[ARM] Fix some corner cases in new mm initialisation

Document that the VMALLOC_END address must be aligned to 2MB since
it must align with a PGD boundary.

Allocate the vectors page early so that the flush_cache_all() later
will cause any dirty cache lines in the direct mapping will be safely
written back.

Move the flush_cache_all() to the second local_flush_cache_tlb() and
remove the now redundant first local_flush_cache_tlb().

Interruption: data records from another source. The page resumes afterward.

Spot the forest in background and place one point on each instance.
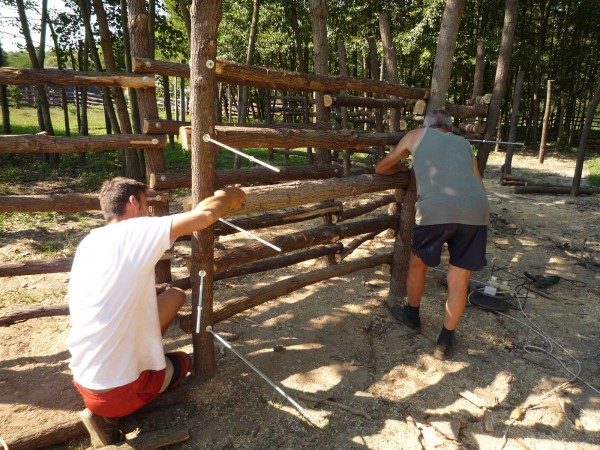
(556, 40)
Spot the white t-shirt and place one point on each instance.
(115, 329)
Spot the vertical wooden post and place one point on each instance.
(512, 134)
(205, 19)
(544, 138)
(155, 162)
(402, 249)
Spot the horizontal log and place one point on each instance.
(364, 102)
(35, 267)
(163, 126)
(466, 112)
(252, 137)
(264, 77)
(285, 195)
(557, 190)
(56, 77)
(472, 127)
(39, 143)
(20, 315)
(326, 234)
(479, 100)
(279, 262)
(368, 207)
(248, 175)
(293, 215)
(66, 203)
(259, 296)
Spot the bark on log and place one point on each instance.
(366, 208)
(247, 175)
(325, 234)
(557, 190)
(163, 126)
(465, 112)
(268, 198)
(283, 218)
(66, 203)
(472, 127)
(281, 261)
(21, 315)
(263, 77)
(242, 303)
(364, 102)
(34, 267)
(252, 137)
(50, 435)
(55, 77)
(37, 143)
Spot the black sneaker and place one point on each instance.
(103, 430)
(399, 313)
(443, 350)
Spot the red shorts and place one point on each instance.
(126, 399)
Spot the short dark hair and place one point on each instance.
(438, 118)
(115, 194)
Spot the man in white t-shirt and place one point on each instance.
(117, 320)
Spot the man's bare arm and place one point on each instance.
(207, 211)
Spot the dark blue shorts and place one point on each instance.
(466, 244)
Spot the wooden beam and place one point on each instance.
(266, 137)
(364, 102)
(66, 203)
(247, 175)
(285, 195)
(55, 77)
(326, 234)
(263, 77)
(41, 143)
(259, 296)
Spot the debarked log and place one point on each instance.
(163, 126)
(327, 234)
(557, 190)
(66, 203)
(264, 77)
(20, 315)
(352, 213)
(248, 175)
(55, 77)
(41, 143)
(284, 195)
(259, 296)
(279, 262)
(266, 137)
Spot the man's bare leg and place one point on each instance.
(415, 281)
(169, 303)
(458, 284)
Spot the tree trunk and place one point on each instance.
(206, 16)
(442, 66)
(502, 74)
(507, 167)
(589, 118)
(544, 138)
(132, 164)
(479, 70)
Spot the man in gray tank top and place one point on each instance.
(452, 209)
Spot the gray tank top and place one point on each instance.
(447, 189)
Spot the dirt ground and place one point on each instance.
(333, 346)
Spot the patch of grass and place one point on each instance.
(594, 174)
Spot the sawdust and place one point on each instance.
(336, 341)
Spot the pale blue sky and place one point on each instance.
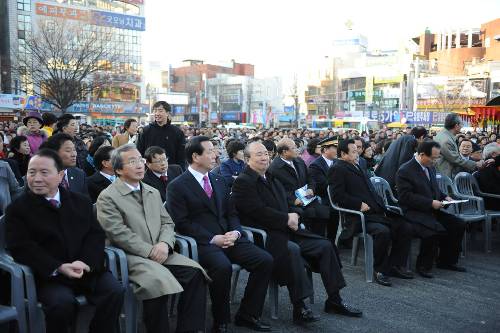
(281, 37)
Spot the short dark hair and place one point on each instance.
(49, 153)
(343, 147)
(64, 120)
(49, 119)
(451, 121)
(152, 151)
(426, 147)
(269, 144)
(164, 104)
(194, 146)
(96, 143)
(56, 141)
(128, 122)
(419, 132)
(234, 147)
(16, 142)
(102, 154)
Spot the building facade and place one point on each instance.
(122, 22)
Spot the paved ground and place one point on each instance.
(451, 302)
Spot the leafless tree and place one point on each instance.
(61, 59)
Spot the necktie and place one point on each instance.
(64, 183)
(54, 203)
(427, 173)
(206, 186)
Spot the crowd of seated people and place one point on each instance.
(142, 201)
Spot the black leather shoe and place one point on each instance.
(399, 273)
(454, 268)
(303, 315)
(251, 322)
(222, 328)
(426, 273)
(342, 309)
(382, 279)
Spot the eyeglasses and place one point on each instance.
(136, 161)
(164, 160)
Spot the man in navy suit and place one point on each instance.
(200, 206)
(318, 171)
(74, 178)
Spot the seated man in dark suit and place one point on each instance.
(159, 173)
(199, 204)
(74, 178)
(104, 175)
(54, 232)
(318, 170)
(292, 172)
(351, 188)
(421, 200)
(261, 201)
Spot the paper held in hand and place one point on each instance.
(301, 193)
(453, 202)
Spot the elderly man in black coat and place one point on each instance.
(351, 188)
(261, 202)
(54, 232)
(421, 200)
(292, 172)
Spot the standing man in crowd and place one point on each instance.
(74, 178)
(450, 162)
(318, 170)
(129, 134)
(160, 173)
(54, 232)
(352, 189)
(200, 207)
(104, 175)
(135, 220)
(261, 201)
(421, 200)
(163, 134)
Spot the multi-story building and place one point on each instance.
(244, 99)
(122, 22)
(192, 78)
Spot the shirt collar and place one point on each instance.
(56, 197)
(198, 175)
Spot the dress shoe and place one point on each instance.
(426, 273)
(452, 267)
(303, 315)
(251, 322)
(222, 328)
(382, 279)
(400, 273)
(342, 309)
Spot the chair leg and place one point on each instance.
(487, 234)
(369, 258)
(273, 299)
(234, 284)
(355, 249)
(309, 275)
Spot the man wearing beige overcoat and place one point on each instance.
(134, 219)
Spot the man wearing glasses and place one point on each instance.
(160, 173)
(163, 134)
(134, 219)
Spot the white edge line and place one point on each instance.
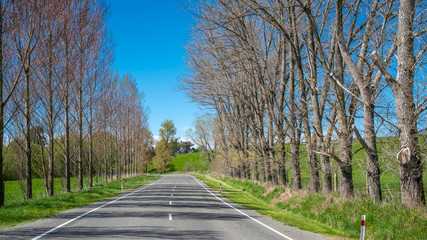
(263, 224)
(93, 210)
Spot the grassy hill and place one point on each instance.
(189, 162)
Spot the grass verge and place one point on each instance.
(327, 215)
(19, 212)
(246, 199)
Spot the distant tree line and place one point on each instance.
(64, 112)
(282, 75)
(168, 146)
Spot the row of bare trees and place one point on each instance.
(316, 75)
(64, 112)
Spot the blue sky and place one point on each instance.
(150, 38)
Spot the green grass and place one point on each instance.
(17, 211)
(248, 198)
(325, 214)
(189, 162)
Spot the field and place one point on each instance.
(327, 215)
(189, 162)
(17, 211)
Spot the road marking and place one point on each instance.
(226, 203)
(93, 210)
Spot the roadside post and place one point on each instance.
(362, 228)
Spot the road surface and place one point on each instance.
(173, 207)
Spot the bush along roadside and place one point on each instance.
(323, 214)
(19, 212)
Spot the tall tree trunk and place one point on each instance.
(2, 105)
(51, 130)
(80, 129)
(29, 179)
(90, 176)
(409, 157)
(345, 123)
(373, 184)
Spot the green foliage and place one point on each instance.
(249, 200)
(189, 162)
(162, 158)
(17, 211)
(167, 131)
(383, 221)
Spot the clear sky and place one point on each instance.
(150, 36)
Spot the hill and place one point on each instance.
(189, 162)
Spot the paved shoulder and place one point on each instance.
(174, 207)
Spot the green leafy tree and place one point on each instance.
(162, 157)
(167, 134)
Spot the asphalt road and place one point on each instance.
(174, 207)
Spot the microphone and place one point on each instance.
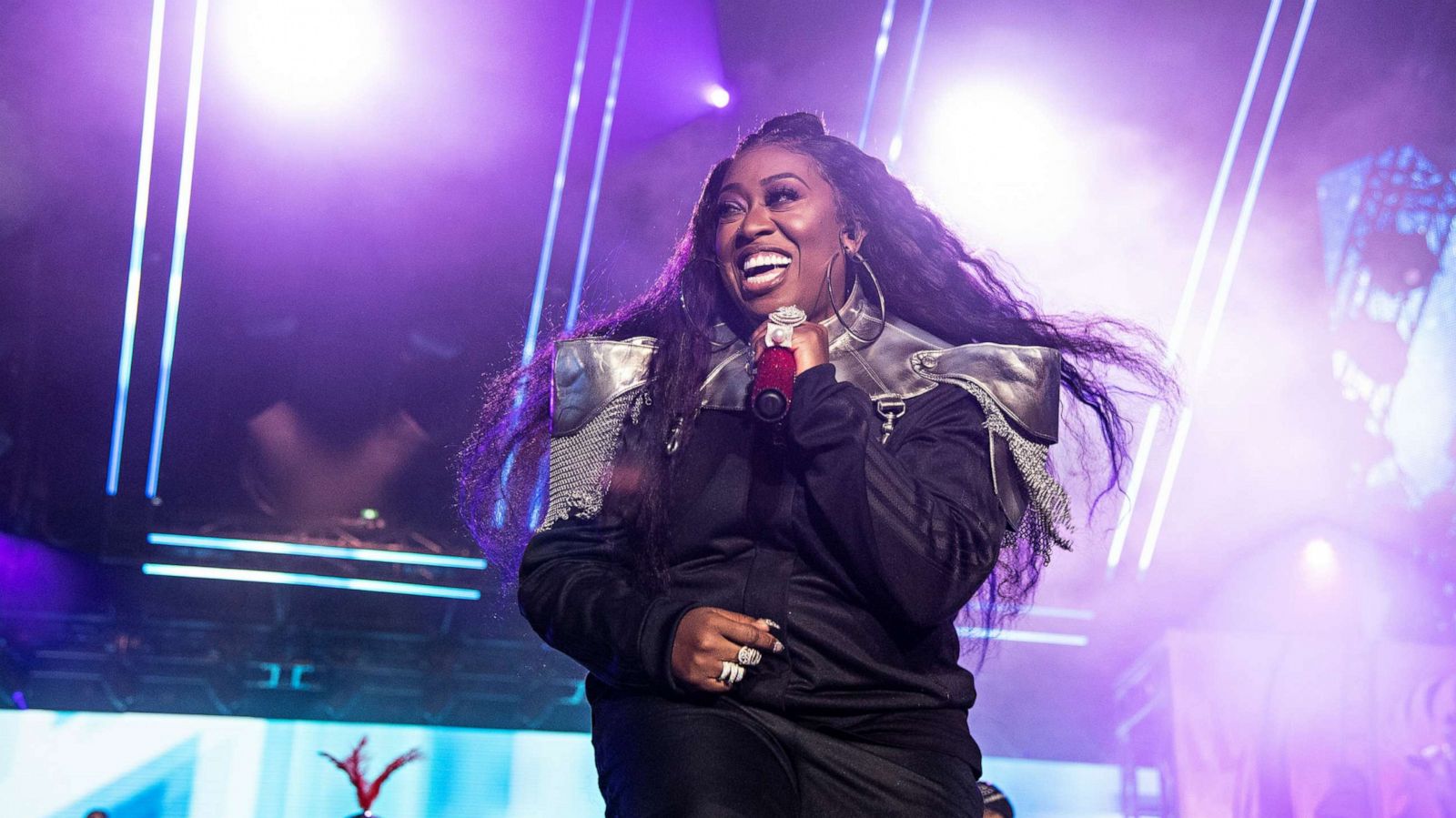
(774, 371)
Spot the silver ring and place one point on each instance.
(732, 674)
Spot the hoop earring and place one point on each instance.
(829, 284)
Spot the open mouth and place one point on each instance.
(763, 271)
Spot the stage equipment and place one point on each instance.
(1148, 431)
(1388, 223)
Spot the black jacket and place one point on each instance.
(863, 550)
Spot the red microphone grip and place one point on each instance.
(772, 385)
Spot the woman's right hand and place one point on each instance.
(706, 638)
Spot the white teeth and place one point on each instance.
(753, 264)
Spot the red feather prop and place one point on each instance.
(353, 766)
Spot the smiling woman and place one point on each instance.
(768, 609)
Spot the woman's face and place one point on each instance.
(778, 228)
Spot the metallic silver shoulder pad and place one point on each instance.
(1026, 381)
(1019, 390)
(592, 371)
(597, 388)
(885, 369)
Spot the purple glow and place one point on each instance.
(309, 54)
(1320, 562)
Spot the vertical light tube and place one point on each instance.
(558, 184)
(897, 143)
(887, 19)
(1200, 258)
(1220, 298)
(138, 235)
(194, 94)
(558, 187)
(594, 192)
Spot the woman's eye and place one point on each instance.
(781, 196)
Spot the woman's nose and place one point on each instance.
(756, 223)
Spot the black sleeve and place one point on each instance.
(916, 521)
(582, 600)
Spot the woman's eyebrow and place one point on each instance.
(776, 177)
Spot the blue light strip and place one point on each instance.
(1200, 258)
(558, 184)
(897, 143)
(309, 549)
(1220, 298)
(1034, 636)
(608, 116)
(1060, 613)
(887, 19)
(310, 580)
(169, 335)
(138, 235)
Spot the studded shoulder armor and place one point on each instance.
(597, 385)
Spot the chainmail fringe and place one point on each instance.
(580, 463)
(1047, 521)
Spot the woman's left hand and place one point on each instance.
(810, 345)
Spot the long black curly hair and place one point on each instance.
(928, 277)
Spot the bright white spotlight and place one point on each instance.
(1318, 560)
(717, 96)
(309, 54)
(999, 157)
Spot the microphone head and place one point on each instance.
(772, 385)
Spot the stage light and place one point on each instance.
(1318, 560)
(999, 157)
(1031, 636)
(310, 549)
(309, 54)
(284, 578)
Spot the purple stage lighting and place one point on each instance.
(1318, 560)
(999, 152)
(309, 54)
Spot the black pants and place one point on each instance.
(657, 757)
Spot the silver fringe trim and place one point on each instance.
(581, 461)
(1047, 521)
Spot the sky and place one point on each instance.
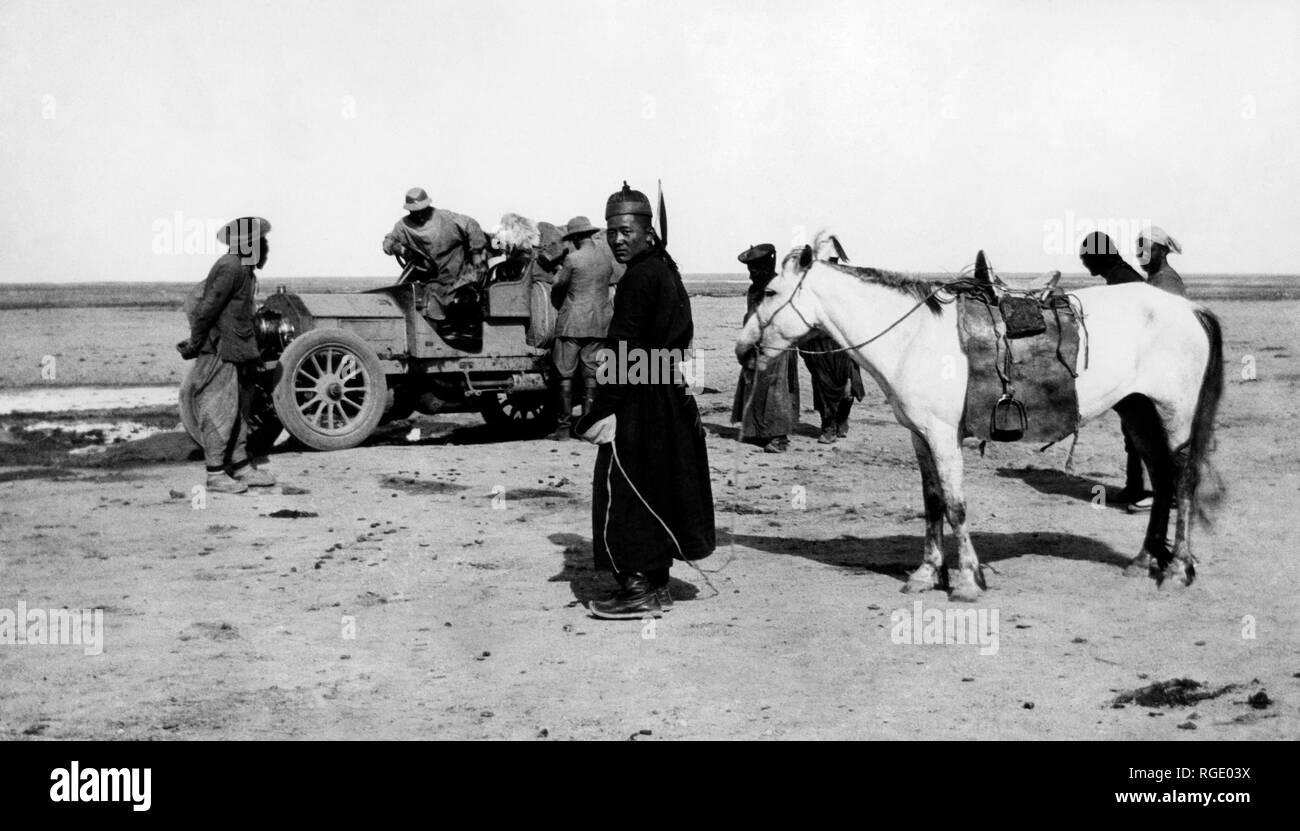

Signed-off-by: Russell King <rmk+kernel@arm.linux.org.uk>
diff --git a/Documentation/arm/memory.txt b/Documentation/arm/memory.txt
index 4b1c93a..dc60455 100644
--- a/Documentation/arm/memory.txt
+++ b/Documentation/arm/memory.txt
@@ -1,7 +1,7 @@
 		Kernel Memory Layout on ARM Linux
 
 		Russell King <rmk@arm.linux.org.uk>
-			May 21, 2004 (2.6.6)
+		     November 17, 2005 (2.6.15)
 
 This document describes the virtual memory layout which the Linux
 kernel uses for ARM processors.  It indicates which regions are
@@ -37,6 +37,8 @@
 				mapping region.
 
 VMALLOC_END	feffffff	Free for platform use, recommended.
+				VMALLOC_END must be aligned to a 2MB
+				boundary.
 
 VMALLOC_START	VMALLOC_END-1	vmalloc() / ioremap() space.
 				Memory returned by vmalloc/ioremap will
diff --git a/arch/arm/mm/init.c b/arch/arm/mm/init.c
index c168f32..8b276ee 100644
--- a/arch/arm/mm/init.c
+++ b/arch/arm/mm/init.c
@@ -420,7 +420,8 @@
  * Set up device the mappings.  Since we clear out the page tables for all
  * mappings above VMALLOC_END, we will remove any debug device mappings.
  * This means you have to be careful how you debug this function, or any
- * called function.  (Do it by code inspection!)
+ * called function.  This means you can't use any function or debugging
+ * method which may touch any device, otherwise the kernel _will_ crash.
  */
 static void __init devicemaps_init(struct machine_desc *mdesc)
 {
@@ -428,6 +429,12 @@
 	unsigned long addr;
 	void *vectors;
 
+	/*
+	 * Allocate the vector page early.
+	 */
+	vectors = alloc_bootmem_low_pages(PAGE_SIZE);
+	BUG_ON(!vectors);
+
 	for (addr = VMALLOC_END; addr; addr += PGDIR_SIZE)
 		pmd_clear(pmd_off_k(addr));
 
@@ -461,12 +468,6 @@
 	create_mapping(&map);
 #endif
 
-	flush_cache_all();
-	local_flush_tlb_all();
-
-	vectors = alloc_bootmem_low_pages(PAGE_SIZE);
-	BUG_ON(!vectors);
-
 	/*
 	 * Create a mapping for the machine vectors at the high-vectors
 	 * location (0xffff0000).  If we aren't using high-vectors, also
@@ -491,12 +492,13 @@
 		mdesc->map_io();
 
 	/*
-	 * Finally flush the tlb again - this ensures that we're in a
-	 * consistent state wrt the writebuffer if the writebuffer needs
-	 * draining.  After this point, we can start to touch devices
-	 * again.
+	 * Finally flush the caches and tlb to ensure that we're in a
+	 * consistent state wrt the writebuffer.  This also ensures that
+	 * any write-allocated cache lines in the vector page are written
+	 * back.  After this point, we can start to touch devices again.
 	 */
 	local_flush_tlb_all();
+	flush_cache_all();
 }
 
 /*